Gehr: That is part of how we look at and appreciate images. If one is open to it, however, images can also offer additional multiple levels of information and pleasures.

Filmmaker: Viewers also form images into a chronology, as if they’re unfolding in a straight timeline. Is that true here?

Gehr: I edit intuitively, just as I do when I’m filming. I shift material around unless there’s a reason in a particular work to leave things chronological. With Autumn I think I shifted material around. On the other hand, most of Circling Essex Crossing is chronological.

Filmmaker: What editing equipment do you use?

Gehr: I have a MacPro from 2006, a monitor and a keyboard. It’s outdated and I have to buy another one. Plus Final Cut Pro 6. I didn’t upgrade to 7, and when 10 came out editors were really furious with Apple because it’s incompatible with 7.

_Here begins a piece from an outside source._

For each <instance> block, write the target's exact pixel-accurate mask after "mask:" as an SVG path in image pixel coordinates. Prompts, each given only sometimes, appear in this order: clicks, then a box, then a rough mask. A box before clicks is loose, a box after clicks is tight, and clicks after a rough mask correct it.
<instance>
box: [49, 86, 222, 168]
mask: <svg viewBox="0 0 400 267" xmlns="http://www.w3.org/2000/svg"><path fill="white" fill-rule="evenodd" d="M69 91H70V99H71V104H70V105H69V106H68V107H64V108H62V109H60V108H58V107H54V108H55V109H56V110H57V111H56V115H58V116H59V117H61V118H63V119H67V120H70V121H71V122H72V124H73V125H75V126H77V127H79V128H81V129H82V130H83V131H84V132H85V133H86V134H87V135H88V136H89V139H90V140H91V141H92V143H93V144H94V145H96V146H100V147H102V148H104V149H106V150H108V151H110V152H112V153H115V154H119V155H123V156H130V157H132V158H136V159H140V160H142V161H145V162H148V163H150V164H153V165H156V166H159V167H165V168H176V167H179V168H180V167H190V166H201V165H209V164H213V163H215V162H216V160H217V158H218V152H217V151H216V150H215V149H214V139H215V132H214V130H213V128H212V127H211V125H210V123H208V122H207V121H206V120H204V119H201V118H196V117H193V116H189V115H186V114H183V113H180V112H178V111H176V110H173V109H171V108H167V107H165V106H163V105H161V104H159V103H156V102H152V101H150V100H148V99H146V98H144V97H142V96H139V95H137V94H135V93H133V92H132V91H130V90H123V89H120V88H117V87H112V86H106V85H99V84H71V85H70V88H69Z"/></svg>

Filmmaker: I watched the Lower East Side Trilogy on my computer, not the ideal way to see it. Do you plan to show it as an installation?

Gehr: I’d love to. I’m waiting for someone to ask. 

Filmmaker: What about screening it in a theater?

Gehr: That’s the way I would like to see the work. On a big screen, at a reasonable distance from it, so I can see the full screen, and at the same time easily pick up small details, gestures, textures, etc.  To my surprise, I also miss seeing cinematic works in a theater with other people. 

Not having seen a painting, a physical painting, since March or maybe earlier, I went to MoMA after it opened in early December, and the paintings were coming alive for me. Seeing actual physical paintings was an incredible, beautiful, aesthetic experience I very much appreciated. And I assume that’s what it will be like for many people when they have a chance to look at cinematic works on a large screen again.